Prof. Mitchell Louis Krock
University of Colorado Boulder, USA


Title: Uncertainty quantification for critical energy systems during compound weather extremes via probabilistic simulation of climate data

Abstract: Extreme weather and climate change pose a large risk to critical energy systems. Uncertainty quantification of these negative impacts is important for developing resilience, especially during compound extreme weather events involving multiple climate variables. We create a modeling workflow that investigates simultaneous risks of extreme weather to the interdependent electricity and natural gas network systems. Our solution relies on fitting Bayesian Generalized Additive models in moving-windows, which is embarrassingly parallel.

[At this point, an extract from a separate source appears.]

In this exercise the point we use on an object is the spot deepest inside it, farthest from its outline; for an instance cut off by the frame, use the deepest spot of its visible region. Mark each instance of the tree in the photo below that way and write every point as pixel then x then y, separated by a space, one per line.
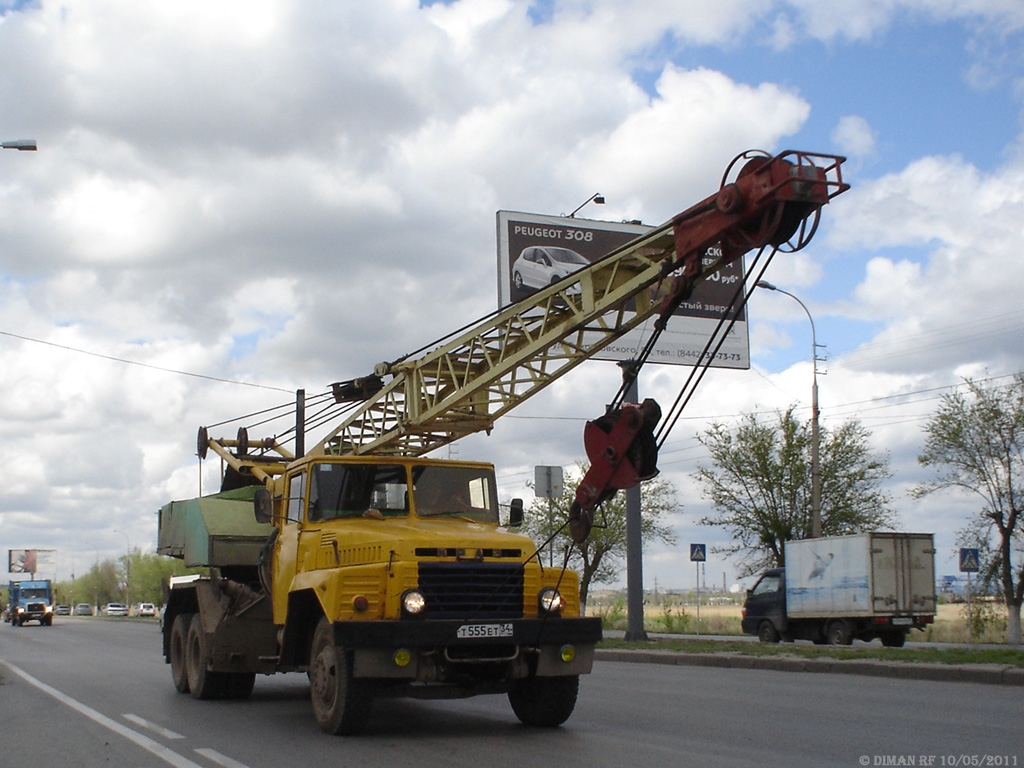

A Gaussian copula accounts for the multivariate spatio-temporal dependence. Overall, the formulation is interpretable and provides uncertainty quantification from probabilistic simulations of weather variables during extreme events. This framework is invariant to the definition of extreme, and thus can be used in other case studies with similar objectives. We illustrate our methodology using Argonne EVS' high-fidelity climate model output of temperature, wind speed, and solar irradiance to assess the impact of compound hazards on critical energy systems in ISO New England.

Bio: Mitchell Krock is an assistant professor in the Department of Statistics at the University of Missouri-Columbia. Previously, he was a postdoctoral researcher at Argonne National Laboratory and Rutgers University, and he completed his PhD at the University of Colorado-Boulder. His research interests include spatial statistics, extreme value statistics, and optimization.